Grande abraço! E eu quero essa no próximo livro!
Concordo com o Ciro! Esse tema e esse estilo são os meus preferidos, o jeito que eu gostaria de escrever...
E daria um ótimo filme, também! Já antevejo o trailer: "Eles estão por toda parte... Cuidado pra não se tornar um deles!" rsrsrsrs
Parabéns, Brunão! A cada terça, uma surpresa melhor! Bjos!!!
Bruno
Espero que continue neste repente: "Escrever bem".

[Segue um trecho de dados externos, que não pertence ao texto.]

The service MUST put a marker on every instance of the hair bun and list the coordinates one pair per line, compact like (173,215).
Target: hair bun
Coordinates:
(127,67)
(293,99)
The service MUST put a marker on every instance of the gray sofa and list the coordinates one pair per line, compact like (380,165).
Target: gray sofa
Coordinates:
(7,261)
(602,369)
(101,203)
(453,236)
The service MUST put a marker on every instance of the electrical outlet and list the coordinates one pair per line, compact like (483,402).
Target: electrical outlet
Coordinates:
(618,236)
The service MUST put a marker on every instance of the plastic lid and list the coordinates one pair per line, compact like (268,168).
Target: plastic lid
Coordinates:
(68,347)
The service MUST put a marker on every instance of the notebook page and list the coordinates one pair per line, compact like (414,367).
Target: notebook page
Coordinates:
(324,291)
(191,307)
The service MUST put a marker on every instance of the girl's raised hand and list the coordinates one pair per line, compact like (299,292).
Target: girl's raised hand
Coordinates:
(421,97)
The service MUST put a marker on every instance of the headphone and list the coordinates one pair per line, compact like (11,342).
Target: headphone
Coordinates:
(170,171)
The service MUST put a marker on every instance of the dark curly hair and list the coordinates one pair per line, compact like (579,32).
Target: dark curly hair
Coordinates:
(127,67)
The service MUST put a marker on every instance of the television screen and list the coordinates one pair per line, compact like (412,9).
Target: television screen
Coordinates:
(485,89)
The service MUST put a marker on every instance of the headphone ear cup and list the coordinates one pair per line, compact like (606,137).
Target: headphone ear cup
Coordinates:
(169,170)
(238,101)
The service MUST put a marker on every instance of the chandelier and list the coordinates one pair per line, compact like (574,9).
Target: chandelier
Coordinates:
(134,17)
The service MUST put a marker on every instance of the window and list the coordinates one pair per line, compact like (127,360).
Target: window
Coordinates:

Como disse, você merece muitos créditos pelos textos que escreve. Alguns, leio. Outros passam batidos, entre os escritores desta pagina, todos merecem minhas considerações, mas você em especial.
Parabéns.
Caramba, esse texto me deu medo! Hehehehe
Bruno, Bruno! É ululante o seu crescimento nesse blog! Parabéns mesmo! Esse sem dúvidas vai para o meu top 10 de Bruno Carvalho ao lado de:
* Não vale a pena latir por mim, cachorrinho... (The best!)
* O outro lado da moeda... (sobre o Jonas)
* Filosofia de um bêbado... (Em que você dizia: Sou o senhor absoluto de tudo que faço e penso, e para isso só precisei de tomar seis latinhas de cerveja)
* Declaração universal dos tímidos... (Lavou a alma da galera!)
* A bandinha de garagem da menina Hanky Panky (Putz! Incrível!)
E que venham mais sucessos!!
Grande abraço!
Caríssimo...
É um excelenticíssimo texto...
Como a Céci disse: falta-nos uma produtora pra produzir o filme. Muito bom msm.
Aliás, perfeito como sempre! Abrç!!!